After a full first season—and 12 additional episodes—were ordered in December 1997, the series benefited from an expanded budget that would allow for better defining characters through their props like the 18-karat yellow gold Rolex “President” Day-Date that Tony would wear for the majority of the series’ run from the second episode on. The watch’s executive moniker derives from the distinctive link bracelet with its hidden clasp. The all-gold chronometer has Roman numerals around the “champagne” gold dial with a long display for the day of the week at the top and a date window at 3:00.

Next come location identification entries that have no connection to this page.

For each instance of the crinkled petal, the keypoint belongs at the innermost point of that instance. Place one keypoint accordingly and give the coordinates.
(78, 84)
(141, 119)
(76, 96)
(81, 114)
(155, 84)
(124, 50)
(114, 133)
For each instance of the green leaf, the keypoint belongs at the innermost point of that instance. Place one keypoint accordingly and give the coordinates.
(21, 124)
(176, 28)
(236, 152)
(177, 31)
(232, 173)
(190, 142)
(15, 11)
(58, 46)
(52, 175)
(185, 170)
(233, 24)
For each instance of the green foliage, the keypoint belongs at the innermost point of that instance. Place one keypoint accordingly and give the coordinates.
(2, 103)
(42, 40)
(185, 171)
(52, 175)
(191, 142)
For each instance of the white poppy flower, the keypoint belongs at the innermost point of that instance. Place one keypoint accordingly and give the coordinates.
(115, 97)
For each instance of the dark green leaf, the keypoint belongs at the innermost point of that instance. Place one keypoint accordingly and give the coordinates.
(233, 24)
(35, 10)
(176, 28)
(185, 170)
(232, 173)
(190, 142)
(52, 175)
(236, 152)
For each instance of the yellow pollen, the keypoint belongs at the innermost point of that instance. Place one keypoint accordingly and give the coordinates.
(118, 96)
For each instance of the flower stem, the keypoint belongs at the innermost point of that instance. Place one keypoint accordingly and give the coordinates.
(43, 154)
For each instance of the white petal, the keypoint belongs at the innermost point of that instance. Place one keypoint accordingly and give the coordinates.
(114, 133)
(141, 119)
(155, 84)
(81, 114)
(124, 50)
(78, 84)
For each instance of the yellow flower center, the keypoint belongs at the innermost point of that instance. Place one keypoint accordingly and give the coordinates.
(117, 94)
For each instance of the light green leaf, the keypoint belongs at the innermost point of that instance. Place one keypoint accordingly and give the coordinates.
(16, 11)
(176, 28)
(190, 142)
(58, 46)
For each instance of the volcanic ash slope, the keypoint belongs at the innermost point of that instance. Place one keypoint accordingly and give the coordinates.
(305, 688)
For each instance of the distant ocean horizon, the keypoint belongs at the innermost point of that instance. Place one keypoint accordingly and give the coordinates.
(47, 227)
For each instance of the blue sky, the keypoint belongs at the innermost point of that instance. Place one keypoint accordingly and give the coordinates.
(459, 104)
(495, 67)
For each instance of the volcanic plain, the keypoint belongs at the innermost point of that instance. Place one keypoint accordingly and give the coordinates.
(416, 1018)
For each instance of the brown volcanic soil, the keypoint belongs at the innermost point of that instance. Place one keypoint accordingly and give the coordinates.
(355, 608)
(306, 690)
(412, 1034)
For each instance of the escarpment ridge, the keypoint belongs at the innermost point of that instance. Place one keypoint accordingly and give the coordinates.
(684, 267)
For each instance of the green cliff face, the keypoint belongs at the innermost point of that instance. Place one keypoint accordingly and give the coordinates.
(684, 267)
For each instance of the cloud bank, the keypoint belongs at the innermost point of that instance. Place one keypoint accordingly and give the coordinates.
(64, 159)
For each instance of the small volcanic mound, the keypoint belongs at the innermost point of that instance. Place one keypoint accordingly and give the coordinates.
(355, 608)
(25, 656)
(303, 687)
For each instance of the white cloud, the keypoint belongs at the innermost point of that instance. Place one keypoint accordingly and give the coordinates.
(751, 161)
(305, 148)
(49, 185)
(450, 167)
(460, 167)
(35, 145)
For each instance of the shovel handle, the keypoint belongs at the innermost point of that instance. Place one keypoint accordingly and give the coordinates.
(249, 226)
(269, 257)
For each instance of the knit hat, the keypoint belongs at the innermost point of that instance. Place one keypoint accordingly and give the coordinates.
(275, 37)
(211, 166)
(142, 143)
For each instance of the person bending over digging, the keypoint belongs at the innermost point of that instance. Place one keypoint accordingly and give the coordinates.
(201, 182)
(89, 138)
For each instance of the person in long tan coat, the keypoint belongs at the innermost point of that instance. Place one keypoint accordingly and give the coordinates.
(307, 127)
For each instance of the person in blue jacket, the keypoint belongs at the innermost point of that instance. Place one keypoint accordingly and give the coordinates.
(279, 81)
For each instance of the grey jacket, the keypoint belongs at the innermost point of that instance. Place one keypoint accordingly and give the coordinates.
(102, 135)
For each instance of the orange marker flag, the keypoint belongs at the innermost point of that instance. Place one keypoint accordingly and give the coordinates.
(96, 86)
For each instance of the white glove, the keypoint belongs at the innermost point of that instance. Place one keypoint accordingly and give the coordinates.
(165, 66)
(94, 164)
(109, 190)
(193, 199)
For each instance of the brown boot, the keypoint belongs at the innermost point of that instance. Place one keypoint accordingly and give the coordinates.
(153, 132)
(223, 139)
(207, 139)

Tony’s penchant for gold jewelry is also established in the first episode, though it would take a few episodes before there was any consistency with the pinkie ring on his right hand, which begins as a diamond ring in the first episode, disappears in the second episode, and then reappears for the rest of the series with ruby and diamond stones.
He also wears a gold chain-link bracelet on his right wrist and a gold wedding ring on the third finger of his left hand.
How to Get the Look
Tony Soprano establishes a simple but timeless casual outfit that he often wears to his initial therapy appointments, sporting a fail-proof combination of a black short-sleeve polo, taupe pleated slacks, black lace-up shoes, and his usual complement of gold jewelry and accessories.
- Black soft knit short-sleeve polo shirt with black plastic buttons
- White ribbed cotton sleeveless undershirt
- Taupe double reverse-pleated slacks with belt loops, straight/on-seam side pockets, jetted button-through back pockets, and turn-ups/cuffs
- Black leather belt with squared steel single-prong buckle
- Black calf leather cap-toe derby shoes
- Black ribbed crew socks
- TAG Heuer S94.006 yellow gold quartz wristwatch with gold bezel, champagne dial, and gold “rice grain” bracelet
- Gold open-link chain bracelet
- Gold pinky ring with ruby and diamond stones
- Gold wedding band
- Gold open-link chain necklace with round St. Jerome pendant
Interestingly, Tony would wear a similar outfit of black polo and taupe pleated slacks when starting with a new therapist in the first episode of the second season (“Guy Walks into a Psychiatrist’s Office…”, Episode 2.01) and when resuming his sessions with Dr. Melfi in “Big Girls Don’t Cry” (Episode 2.05), though this latter outfit includes a polo with a quarter-zip closure (rather than buttons) and white piping.
Do Yourself a Favor and…
It’s good to be in something from the ground floor, and I came too late for that, I know. But lately, I’m gettin’ the feeling that I came in at the end. The best is over.